The concept of air conditioning is known to have been applied in Ancient Rome, where aqueduct water was circulated through the walls of certain houses to cool them. Similar techniques in medieval Persia involved the use of cisterns and wind towers to cool buildings during the hot season. Modern air conditioning emerged from advances in chemistry during the 19th century, and the first large-scale electrical air conditioning was invented and used in 1902 by Willis Haviland Carrier.

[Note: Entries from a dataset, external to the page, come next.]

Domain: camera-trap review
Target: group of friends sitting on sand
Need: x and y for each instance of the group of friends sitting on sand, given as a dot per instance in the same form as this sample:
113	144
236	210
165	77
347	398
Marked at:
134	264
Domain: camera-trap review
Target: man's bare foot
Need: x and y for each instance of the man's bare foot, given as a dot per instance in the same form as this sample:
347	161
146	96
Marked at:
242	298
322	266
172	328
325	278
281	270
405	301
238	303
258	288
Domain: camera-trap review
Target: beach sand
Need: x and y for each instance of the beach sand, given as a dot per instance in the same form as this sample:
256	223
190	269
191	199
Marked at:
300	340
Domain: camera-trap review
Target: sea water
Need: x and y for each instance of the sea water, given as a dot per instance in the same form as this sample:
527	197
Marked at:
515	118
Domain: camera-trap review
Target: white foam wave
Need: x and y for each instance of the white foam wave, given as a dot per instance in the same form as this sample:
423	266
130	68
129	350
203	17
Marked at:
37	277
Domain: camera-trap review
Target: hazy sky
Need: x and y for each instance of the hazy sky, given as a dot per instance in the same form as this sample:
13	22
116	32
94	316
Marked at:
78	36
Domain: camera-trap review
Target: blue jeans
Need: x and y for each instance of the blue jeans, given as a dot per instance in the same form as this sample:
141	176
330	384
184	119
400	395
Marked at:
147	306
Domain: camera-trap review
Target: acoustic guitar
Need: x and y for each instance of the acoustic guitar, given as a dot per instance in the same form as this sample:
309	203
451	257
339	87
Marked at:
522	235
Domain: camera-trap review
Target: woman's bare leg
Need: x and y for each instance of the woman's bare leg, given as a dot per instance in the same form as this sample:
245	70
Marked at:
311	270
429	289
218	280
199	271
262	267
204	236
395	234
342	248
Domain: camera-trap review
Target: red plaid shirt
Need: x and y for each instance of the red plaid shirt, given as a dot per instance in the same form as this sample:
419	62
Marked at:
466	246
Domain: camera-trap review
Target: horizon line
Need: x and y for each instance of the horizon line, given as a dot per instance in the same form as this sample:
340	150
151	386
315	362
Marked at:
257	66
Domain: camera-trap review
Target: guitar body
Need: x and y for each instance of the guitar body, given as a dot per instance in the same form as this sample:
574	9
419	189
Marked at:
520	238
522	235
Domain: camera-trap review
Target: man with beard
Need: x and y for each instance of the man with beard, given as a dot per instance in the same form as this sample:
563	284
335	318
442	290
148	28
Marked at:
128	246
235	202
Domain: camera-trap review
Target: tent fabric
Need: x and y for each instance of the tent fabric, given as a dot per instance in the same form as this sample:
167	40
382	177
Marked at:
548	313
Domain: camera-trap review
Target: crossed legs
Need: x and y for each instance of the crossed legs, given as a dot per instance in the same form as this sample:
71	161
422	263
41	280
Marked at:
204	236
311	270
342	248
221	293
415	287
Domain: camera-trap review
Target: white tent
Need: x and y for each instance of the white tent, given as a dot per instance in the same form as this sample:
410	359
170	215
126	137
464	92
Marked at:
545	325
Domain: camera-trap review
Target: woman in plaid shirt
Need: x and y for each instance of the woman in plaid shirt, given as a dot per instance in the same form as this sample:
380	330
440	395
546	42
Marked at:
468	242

Air can be passed over common, solid desiccants (like silica gel or zeolite) to draw moisture from the air to allow an efficient evaporative cooling cycle. The desiccant is then regenerated by using solar thermal energy to dry it out, in a cost-effective, low-energy-consumption, continuously-repeating cycle.[2] A photovoltaic system can power a low-energy air circulation fan, and a motor to slowly rotate a large disk filled with desiccant.
Energy recovery ventilation systems provide a controlled way of ventilating a home while minimizing energy loss. Air is passed through an "enthalpy wheel" (often using silica gel) to reduce the cost of heating ventilated air in the winter by transferring heat from the warm inside air being exhausted to the fresh (but cold) supply air. In the summer, the inside air cools the warmer incoming supply air to reduce ventilation cooling costs. This low-energy fan-and-motor ventilation system can be cost-effectively powered by photovoltaics, with enhanced natural convection exhaust up a solar chimney - the downward incoming air flow would be forced convection (advection).